Question

Given sina =3/5 find the other trigonometric ratios of the angle a

Answer 1

cos A=4/5
tan A=3/4
cosec A=5/3
sec A=5/4
cot A=4/3

Answer 2

"Trigonometric ratios of the angle 'a' is

$\sin A=\frac{3}{5}$

$\cos A=\frac{4}{5}$

$\tan A=\frac{3}{4}$

$\csc A=\frac{5}{3}$

$\sec A=\frac{5}{4}$

$\cot A=\frac{4}{3}$

Given:

$\sin A=\frac{3}{5}$

X = 5

P = 3

B = ?

To find:

Trigonometric ratios of angle a

Solution:

Pythagoras theorem states that the square of the hypotenuse (the side opposite the right angle) is equal to the sum of the squares of the other two sides.

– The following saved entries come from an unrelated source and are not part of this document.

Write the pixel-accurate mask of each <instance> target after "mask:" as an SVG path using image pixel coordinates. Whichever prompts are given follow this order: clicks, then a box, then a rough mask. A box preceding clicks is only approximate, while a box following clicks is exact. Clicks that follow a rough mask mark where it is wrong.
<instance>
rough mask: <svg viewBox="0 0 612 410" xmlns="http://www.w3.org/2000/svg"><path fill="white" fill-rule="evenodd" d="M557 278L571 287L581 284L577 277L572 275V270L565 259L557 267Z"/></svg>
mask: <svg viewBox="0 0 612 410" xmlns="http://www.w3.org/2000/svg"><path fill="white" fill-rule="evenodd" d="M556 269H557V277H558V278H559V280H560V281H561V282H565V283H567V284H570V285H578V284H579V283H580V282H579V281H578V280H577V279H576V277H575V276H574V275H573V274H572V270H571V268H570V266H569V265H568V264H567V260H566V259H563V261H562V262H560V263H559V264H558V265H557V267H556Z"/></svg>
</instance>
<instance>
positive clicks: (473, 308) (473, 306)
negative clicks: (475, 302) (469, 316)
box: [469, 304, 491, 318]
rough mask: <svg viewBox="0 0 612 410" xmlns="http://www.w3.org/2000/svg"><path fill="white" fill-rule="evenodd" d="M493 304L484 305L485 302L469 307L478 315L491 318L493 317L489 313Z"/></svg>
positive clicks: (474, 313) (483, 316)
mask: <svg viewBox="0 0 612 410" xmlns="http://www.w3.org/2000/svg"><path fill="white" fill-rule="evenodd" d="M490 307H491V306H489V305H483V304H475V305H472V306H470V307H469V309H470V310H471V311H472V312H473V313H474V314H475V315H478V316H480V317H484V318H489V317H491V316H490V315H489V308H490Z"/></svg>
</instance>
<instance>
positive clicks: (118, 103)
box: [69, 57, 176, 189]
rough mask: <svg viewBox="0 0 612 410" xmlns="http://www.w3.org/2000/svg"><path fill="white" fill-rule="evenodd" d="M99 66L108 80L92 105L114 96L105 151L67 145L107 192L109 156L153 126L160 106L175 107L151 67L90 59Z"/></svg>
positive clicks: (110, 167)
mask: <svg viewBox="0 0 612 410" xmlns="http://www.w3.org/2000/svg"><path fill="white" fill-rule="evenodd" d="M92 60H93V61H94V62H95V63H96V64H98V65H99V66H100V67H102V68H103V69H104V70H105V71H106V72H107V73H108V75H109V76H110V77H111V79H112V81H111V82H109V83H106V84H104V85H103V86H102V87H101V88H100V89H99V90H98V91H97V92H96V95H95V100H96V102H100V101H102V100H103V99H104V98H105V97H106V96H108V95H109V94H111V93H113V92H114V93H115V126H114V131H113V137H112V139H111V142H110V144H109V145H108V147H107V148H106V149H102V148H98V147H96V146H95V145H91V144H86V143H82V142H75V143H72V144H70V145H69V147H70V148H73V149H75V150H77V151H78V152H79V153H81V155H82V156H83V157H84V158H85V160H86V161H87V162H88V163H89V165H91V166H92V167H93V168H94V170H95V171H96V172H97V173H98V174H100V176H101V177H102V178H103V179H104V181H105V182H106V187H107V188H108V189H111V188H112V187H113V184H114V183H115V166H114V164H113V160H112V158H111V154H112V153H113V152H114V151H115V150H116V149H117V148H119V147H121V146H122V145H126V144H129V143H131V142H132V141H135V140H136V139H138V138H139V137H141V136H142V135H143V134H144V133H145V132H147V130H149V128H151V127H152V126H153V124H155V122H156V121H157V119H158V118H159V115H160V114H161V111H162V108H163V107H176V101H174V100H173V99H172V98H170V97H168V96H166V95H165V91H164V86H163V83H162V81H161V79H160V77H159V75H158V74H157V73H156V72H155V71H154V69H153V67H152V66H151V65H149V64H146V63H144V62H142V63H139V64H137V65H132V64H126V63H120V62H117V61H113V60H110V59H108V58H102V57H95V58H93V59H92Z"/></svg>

According to Pythagoras theorem,

$P^{2}+B^{2}=X^{2}$

Substituting, $B^{2}+3^{2}=5^{2}$

$B^{2}=5^{2}-3^{2}$

$25-9=16=B^{2}$

B=4

$\sin A=\frac{\text {Opposite side}}{\text {Hypotenuse}}=\frac{3}{5}$

$\cos A=\frac{\text {Adjecent side}}{\text {Hypotenuse}}=\frac{4}{5}$

$\tan A=\frac{\text {Opposite side}}{\text {Adjecent side}}=\frac{3}{4}$

$\csc A=\frac{1}{\sin A}=\frac{5}{3}$

$\sec A=\frac{1}{\cos A}=\frac{5}{4}$

$\cot A=\frac{1}{\tan A}=\frac{4}{3}$"